Tuesday, November 18, 2014

Globalization is Recovering from a Mild Ailment - the Great Recession



I quote from an article in The Economist:
Globalisation’s advance has never been inevitable or smooth; nor, despite some backward steps since the crash, has it ended. That, at least, is the conclusion of the latest DHL Global Connectedness Index, published earlier this month.* Two economists, Pankaj Ghemawat of New York University’s Stern School and Steven Altman of IESE Business School compiled it using data from 140 countries, which account for 99% of the world’s GDP and 95% of its population. It shows that, after a big post-crisis drop, the trend of growing global interconnection resumed last year. Globalisation is back. 
There are many definitions of globalisation, and the index uses one that is fairly all-embracing. It encompasses four main types of cross-border flow: trade (in both goods and services), information, people (including tourists, students and migrants) and capital.
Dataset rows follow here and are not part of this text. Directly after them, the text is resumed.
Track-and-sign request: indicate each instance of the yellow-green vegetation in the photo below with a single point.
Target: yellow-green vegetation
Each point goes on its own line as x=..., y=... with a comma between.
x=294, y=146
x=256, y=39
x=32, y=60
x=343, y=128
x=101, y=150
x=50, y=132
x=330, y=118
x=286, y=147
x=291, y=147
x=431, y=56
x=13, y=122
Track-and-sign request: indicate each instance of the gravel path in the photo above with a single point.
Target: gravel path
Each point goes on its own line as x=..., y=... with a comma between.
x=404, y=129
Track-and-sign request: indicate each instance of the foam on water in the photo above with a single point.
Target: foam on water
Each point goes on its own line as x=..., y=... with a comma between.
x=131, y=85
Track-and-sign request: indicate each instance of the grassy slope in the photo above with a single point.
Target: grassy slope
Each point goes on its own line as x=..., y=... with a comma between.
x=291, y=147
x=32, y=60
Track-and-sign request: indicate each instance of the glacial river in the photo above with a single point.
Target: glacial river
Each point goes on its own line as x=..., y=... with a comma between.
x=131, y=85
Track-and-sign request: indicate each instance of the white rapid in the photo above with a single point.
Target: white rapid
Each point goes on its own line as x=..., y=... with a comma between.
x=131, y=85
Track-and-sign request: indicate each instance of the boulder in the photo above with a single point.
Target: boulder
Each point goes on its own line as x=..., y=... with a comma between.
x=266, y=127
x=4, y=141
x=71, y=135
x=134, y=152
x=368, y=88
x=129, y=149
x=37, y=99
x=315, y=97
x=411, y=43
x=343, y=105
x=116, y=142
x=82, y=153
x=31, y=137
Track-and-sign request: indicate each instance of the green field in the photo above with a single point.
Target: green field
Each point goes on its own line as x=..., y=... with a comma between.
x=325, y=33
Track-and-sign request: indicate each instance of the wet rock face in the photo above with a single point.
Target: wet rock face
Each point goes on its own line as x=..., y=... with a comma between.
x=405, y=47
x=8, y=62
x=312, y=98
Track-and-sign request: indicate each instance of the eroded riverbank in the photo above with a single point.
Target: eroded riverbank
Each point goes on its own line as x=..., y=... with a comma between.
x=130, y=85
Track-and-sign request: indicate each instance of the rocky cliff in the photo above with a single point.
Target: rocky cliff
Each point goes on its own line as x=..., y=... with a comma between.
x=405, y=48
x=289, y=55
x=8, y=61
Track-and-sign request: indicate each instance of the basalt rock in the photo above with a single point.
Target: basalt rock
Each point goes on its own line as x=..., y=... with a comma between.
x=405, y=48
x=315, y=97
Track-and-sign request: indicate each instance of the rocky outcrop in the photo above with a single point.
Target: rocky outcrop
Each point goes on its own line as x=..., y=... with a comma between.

It tracks not just the depth of international connections (how much activity crosses borders), but also their breadth (how many different borders are being crossed) and their direction (how do outward and inward flows compare).
World War I put an end to the first wave of globalization, that built on imperialism. I don't suppose people really thought that the Great Recession would end the second wave of globalization, which is based on capitalism and new technological infrastructures.